Moreover, the misinterpretation of proper names and specific terms is another area where our experiences align. In my story, the software occasionally struggled with the context of the names and actions, leading to potential confusion for readers unfamiliar with the situation. This mirrors your mention of Giovanni Caboto Park being miswritten as Giovanni Goto Park, which can mislead someone who doesn’t have local knowledge.
Thanks for sharing your experience!
Hi Joti,
Thanks for your comments! I read your story, and I also couldn’t help but chuckle about the visual of freeing a kid from his jacket, zipped around the pole! Kids just do hilarious things!
In reading your story, there is almost no punctuation! It’s wild that Microsoft Word’s text to speech technology seems designed to capture sentences in this way. Perhaps this is because a word document’s inherent use is to create and revise drafts, whereas a messaging software like iMessage or Whatsapp is intended to send a message to a reader right away. Just speculating as to why this is the case, but regardless, you’re definitely spot on to suggest the improvements needed in these softwares to accurately capture the nuance of speech. We definitely had a similar experience that way.
Thanks for sharing your thoughts!
Hi Lachelle,
Thanks for a great post. I think that you have echoed what many of us noted in our voice-to-text experience; no punctuation and incorrect spelling.
Thank you for sharing the poem “Getting On”, by Kae Tempest. As you noted it “is a great example of how spoken word lands differently than simply reading text.”

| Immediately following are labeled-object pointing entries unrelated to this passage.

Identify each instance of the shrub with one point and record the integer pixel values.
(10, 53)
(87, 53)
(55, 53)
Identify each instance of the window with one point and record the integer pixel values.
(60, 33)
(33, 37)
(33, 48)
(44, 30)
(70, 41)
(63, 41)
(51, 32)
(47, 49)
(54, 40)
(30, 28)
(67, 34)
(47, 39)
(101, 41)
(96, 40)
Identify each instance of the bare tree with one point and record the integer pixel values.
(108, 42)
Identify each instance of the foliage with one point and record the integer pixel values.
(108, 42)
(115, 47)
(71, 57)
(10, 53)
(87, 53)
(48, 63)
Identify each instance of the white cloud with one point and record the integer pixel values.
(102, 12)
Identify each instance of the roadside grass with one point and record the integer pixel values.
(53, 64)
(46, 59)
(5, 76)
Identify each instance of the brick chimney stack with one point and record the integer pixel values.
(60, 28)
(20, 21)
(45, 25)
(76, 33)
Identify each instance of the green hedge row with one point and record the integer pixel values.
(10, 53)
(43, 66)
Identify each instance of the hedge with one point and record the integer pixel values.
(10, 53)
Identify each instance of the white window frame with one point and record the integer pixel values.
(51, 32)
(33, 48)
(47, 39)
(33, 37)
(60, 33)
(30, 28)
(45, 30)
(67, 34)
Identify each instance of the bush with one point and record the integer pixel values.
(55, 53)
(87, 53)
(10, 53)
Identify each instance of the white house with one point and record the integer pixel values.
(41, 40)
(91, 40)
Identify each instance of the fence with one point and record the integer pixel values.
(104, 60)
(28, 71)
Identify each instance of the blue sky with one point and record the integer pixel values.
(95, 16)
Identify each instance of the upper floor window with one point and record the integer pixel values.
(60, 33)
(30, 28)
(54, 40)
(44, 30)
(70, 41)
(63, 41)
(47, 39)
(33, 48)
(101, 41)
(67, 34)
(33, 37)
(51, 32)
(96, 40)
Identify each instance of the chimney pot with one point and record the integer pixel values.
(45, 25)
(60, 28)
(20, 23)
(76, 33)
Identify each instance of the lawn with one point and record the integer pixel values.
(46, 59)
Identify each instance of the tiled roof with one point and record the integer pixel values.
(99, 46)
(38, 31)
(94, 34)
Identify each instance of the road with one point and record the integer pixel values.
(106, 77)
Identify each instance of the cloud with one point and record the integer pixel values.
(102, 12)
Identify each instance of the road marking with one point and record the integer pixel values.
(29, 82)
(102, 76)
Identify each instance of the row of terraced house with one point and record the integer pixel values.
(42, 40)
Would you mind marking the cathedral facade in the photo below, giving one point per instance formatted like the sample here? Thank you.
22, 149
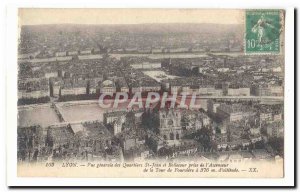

This got me thinking about other examples of the spoken word that is popular, TED Talks, which highlights your point “dramatic pauses, cadence of speech, emphasis on words, and the emotive quality of a voice is integral to how a story is received.”
Here are two of my favourite TED talks.
~ “The danger of a single story by Chimanmanda Ngozi Adichie https://www.ted.com/talks/chimamanda_ngozi_adichie_the_danger_of_a_single_story?language=en
~ “Every kid needs a champion” by Rita Pierson (https://www.youtube.com/watch?v=SFnMTHhKdkw)